Three circles of equal radii touch (but not cross) each other externally. Two other circles, X and Y, are drawn such that both touch (but not cross) each of the three previous circles. If the radius of X is more than that of Y, the ratio of the radii of X and Y is

Let's take the radius of the original circles to be R and that of the circle in between the three circles to be r. 

Joining the centres of the three circles, we will get an equilateral triangle or length 2R. 
The distance between the circle's centre and the original circle's centre would be R+r.

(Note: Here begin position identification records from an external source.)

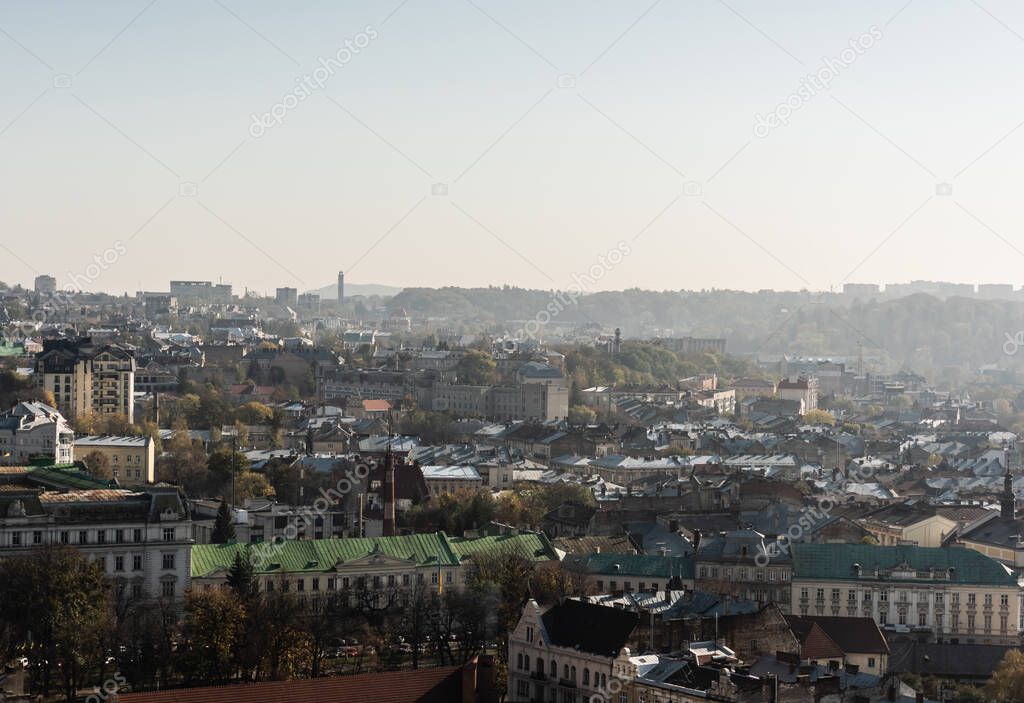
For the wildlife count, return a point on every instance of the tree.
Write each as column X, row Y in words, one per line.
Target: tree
column 1007, row 685
column 98, row 465
column 211, row 630
column 223, row 527
column 60, row 605
column 477, row 368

Using this right angle triangle, we can get the relation: $$\frac{R}{R+r}=\frac{\sqrt{\ 3}}{2}$$
We can take $$R=\sqrt{\ 3}a$$ and R+r as 2a, this would give us r as $$R=\left(2-\sqrt{\ 3}\right)a$$

The outer circle will have a radius of 2R+r
We need to find the ratio of $$\frac{2R+r}{r}$$

This will be equal to $$\frac{\left(2\sqrt{\ 3}+2-\sqrt{\ 3}\right)a}{\left(2-\sqrt{\ 3}\right)a}=\frac{2+\sqrt{\ 3}}{2-\sqrt{\ 3}}=4+3+4\sqrt{\ 3}=7+4\sqrt{\ 3}:1$$

Therefore, Option A is the correct answer.